CSU-Landesgruppenchef Alexander Dobrindt 
Foto: Gregor Fischer/dpa

BerlinSeit Jahren versuchen sich die Fraktionen im Bundestag auf ein neues Wahlrecht zu verständigen, weil das Parlament aus allen Nähten platzt. Monatelang hat sich nichts bewegt. Doch nun gibt es innerhalb der CDU/CSU-Fraktion im Bundestag gleich drei Reformvorschläge. Am Freitag wiederum steht der einzige Gesetzesentwurf, der zu diesem Thema vorliegt, zur Abstimmung im Bundestag an.

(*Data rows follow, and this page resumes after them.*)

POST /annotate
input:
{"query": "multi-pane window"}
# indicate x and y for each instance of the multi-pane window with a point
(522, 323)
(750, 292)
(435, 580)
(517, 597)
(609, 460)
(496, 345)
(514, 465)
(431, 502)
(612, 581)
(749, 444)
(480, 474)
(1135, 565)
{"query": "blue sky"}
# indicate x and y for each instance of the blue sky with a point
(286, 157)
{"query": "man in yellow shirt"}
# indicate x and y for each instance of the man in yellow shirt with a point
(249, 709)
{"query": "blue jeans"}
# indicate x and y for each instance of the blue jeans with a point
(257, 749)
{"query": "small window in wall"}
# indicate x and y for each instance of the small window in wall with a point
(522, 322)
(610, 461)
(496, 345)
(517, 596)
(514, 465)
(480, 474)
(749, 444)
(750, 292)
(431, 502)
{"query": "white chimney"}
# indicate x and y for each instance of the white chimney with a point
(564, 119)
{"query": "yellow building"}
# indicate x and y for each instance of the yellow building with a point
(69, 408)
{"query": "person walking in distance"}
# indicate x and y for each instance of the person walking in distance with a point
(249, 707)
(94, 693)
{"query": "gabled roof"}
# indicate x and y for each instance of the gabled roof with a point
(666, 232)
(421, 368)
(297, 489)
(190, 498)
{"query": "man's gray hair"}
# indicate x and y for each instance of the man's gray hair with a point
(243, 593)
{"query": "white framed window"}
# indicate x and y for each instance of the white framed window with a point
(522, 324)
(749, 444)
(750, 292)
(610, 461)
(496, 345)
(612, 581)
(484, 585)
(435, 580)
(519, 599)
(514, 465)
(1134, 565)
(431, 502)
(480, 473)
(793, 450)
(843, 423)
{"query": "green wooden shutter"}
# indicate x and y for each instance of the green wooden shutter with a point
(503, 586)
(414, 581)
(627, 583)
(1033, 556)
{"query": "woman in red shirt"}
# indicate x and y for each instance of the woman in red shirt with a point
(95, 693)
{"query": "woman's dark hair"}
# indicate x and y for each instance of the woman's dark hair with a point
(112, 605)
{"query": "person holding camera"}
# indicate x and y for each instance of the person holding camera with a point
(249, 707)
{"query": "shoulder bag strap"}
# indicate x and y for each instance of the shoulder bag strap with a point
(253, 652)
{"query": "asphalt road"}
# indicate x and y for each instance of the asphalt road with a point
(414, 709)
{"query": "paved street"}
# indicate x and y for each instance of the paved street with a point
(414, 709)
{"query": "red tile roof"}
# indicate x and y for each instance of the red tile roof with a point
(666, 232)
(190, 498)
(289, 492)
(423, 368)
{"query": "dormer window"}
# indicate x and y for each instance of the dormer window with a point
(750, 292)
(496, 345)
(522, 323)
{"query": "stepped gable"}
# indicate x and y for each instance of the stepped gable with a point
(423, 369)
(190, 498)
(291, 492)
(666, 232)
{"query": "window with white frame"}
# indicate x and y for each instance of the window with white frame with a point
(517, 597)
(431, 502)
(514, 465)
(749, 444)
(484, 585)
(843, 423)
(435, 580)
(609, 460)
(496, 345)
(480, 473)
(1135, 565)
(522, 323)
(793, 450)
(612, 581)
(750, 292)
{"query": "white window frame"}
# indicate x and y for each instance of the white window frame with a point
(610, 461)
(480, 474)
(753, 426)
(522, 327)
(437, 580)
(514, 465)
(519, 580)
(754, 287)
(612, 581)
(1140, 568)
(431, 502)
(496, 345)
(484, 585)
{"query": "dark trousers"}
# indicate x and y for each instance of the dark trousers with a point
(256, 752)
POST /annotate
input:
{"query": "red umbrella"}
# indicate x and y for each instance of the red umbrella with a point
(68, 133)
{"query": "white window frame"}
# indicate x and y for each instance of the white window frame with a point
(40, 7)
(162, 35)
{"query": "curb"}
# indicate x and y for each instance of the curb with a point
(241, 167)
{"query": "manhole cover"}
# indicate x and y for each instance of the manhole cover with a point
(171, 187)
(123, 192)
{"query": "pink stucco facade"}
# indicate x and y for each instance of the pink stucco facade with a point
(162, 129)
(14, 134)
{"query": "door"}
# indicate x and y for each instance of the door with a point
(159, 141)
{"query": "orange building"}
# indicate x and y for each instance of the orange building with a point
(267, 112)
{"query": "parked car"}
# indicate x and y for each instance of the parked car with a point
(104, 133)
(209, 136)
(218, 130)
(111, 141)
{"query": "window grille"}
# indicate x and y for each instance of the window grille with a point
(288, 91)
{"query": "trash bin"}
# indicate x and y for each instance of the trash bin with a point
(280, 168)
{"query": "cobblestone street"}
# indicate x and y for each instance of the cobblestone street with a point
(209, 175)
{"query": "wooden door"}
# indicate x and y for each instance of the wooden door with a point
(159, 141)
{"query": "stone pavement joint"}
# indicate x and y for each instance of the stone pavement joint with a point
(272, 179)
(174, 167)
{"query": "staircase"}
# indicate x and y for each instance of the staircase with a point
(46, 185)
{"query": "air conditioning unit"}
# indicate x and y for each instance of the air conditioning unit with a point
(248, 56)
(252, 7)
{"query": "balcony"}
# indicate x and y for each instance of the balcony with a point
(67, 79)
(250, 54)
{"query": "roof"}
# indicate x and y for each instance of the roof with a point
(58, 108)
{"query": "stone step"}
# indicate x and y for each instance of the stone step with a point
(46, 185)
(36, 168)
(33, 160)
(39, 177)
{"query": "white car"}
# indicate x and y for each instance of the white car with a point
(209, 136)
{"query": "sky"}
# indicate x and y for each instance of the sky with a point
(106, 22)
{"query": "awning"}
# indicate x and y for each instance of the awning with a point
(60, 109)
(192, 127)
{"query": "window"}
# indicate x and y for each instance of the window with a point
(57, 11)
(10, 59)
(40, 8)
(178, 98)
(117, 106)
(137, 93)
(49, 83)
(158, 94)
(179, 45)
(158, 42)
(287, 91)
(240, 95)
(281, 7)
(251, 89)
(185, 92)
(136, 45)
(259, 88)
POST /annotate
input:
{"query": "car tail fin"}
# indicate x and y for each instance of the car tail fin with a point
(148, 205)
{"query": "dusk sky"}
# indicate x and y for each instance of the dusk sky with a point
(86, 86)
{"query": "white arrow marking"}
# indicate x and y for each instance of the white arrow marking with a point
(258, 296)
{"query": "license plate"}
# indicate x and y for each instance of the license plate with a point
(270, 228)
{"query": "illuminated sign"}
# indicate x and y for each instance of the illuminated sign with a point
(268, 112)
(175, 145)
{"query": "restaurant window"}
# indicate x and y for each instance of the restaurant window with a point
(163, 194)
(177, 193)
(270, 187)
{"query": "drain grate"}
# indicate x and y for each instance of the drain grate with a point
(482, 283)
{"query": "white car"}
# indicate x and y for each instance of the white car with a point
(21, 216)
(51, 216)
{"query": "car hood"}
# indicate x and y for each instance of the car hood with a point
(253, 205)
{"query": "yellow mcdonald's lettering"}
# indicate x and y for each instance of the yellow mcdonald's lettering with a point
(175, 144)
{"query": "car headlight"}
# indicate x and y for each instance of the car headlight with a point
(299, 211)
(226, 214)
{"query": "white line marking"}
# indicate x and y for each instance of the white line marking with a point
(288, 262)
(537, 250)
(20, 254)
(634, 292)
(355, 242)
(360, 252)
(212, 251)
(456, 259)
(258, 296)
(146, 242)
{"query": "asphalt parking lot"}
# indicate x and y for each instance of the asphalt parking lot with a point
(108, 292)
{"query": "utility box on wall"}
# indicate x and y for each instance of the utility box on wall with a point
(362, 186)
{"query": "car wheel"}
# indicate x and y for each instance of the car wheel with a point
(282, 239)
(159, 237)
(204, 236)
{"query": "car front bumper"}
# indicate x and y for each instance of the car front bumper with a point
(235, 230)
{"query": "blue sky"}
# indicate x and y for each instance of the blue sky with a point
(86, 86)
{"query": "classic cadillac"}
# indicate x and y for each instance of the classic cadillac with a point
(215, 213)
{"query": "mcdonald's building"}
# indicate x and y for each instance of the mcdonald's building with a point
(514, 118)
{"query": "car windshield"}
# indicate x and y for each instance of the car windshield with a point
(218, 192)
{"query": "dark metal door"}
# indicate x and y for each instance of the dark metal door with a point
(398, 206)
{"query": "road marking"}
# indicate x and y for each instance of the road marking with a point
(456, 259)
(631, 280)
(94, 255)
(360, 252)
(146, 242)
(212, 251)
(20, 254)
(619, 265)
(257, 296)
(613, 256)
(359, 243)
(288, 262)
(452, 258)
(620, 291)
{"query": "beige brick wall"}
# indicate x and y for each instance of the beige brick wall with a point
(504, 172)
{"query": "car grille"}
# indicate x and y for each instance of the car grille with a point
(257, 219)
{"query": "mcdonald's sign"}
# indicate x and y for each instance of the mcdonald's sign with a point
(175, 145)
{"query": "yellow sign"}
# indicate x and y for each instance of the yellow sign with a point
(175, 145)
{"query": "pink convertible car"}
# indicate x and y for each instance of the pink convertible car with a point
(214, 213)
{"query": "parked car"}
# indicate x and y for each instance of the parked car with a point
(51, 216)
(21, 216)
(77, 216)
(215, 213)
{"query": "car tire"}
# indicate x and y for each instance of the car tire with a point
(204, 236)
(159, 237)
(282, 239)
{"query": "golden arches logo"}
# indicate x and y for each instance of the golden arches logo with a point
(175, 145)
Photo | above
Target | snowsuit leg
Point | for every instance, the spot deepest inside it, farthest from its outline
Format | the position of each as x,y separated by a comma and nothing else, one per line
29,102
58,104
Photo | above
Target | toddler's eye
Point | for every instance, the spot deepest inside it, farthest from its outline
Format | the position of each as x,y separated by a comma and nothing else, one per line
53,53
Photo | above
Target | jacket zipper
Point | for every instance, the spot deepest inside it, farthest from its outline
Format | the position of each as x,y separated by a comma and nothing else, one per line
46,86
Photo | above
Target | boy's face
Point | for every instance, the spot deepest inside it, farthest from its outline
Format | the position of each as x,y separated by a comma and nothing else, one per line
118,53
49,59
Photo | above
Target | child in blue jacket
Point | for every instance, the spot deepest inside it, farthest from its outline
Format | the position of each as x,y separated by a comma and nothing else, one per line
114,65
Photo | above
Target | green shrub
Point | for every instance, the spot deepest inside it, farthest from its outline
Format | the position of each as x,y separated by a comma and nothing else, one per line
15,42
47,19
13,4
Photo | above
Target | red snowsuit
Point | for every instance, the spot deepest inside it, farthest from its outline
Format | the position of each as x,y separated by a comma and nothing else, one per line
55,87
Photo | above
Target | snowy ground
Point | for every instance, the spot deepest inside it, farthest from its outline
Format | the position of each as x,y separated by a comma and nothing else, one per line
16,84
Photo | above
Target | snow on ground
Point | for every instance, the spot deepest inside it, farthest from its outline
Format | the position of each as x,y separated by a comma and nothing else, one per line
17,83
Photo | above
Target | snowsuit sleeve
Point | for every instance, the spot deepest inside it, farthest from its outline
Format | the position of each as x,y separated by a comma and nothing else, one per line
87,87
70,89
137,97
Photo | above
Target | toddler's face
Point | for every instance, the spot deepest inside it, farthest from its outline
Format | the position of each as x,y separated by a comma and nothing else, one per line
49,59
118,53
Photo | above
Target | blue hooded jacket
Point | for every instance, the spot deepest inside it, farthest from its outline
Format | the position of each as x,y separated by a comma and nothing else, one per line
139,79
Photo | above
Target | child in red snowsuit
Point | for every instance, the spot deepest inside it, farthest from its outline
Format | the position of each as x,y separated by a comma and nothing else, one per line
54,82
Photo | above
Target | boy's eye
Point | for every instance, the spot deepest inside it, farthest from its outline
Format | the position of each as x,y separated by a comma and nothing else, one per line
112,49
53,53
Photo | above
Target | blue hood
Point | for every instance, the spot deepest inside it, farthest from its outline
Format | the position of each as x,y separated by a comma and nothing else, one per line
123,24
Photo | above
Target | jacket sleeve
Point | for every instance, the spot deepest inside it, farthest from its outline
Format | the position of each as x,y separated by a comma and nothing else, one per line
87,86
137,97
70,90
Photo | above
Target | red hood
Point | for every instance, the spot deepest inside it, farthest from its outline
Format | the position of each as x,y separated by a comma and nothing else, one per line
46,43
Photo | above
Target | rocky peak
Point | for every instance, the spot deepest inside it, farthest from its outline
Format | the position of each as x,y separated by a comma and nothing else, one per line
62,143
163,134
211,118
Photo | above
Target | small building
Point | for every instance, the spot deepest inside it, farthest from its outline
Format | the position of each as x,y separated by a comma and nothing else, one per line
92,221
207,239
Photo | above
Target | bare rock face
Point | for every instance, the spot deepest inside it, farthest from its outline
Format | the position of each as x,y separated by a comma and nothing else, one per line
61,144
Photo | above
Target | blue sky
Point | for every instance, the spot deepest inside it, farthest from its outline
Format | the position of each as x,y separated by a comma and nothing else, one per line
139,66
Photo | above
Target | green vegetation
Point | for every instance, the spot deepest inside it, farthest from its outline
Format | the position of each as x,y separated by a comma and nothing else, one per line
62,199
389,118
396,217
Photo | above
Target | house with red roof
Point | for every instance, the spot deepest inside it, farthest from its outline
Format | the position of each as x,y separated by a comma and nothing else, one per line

Dennoch ist es mehr als fraglich, ob sich die Politiker noch vor der Sommerpause auf einen gemeinsamen Weg einigen, mit dem verhindert werden soll, dass demnächst 800 oder noch mehr Abgeordnete im Bundestag sitzen. Die Union hat bisher alle Vorschläge für ein neues Wahlrecht abgewehrt. Dabei verfestigte sich in den letzten Wochen der Eindruck, dass ein Kompromiss vor allem an der CSU scheitert. Sie gewinnt bei den Bundestagswahlen traditionell den Löwenanteil der Direktmandate, für die die Erststimme maßgeblich ist. Da die Union bei den Zweitstimmen in den letzten Jahre stetig verlor, ist ein Ungleichgewicht entstanden, das durch Ausgleichsmandate für die anderen Fraktionen behoben wird. Allerdings steigt so die Zahl der Bundestagsabgeordneten.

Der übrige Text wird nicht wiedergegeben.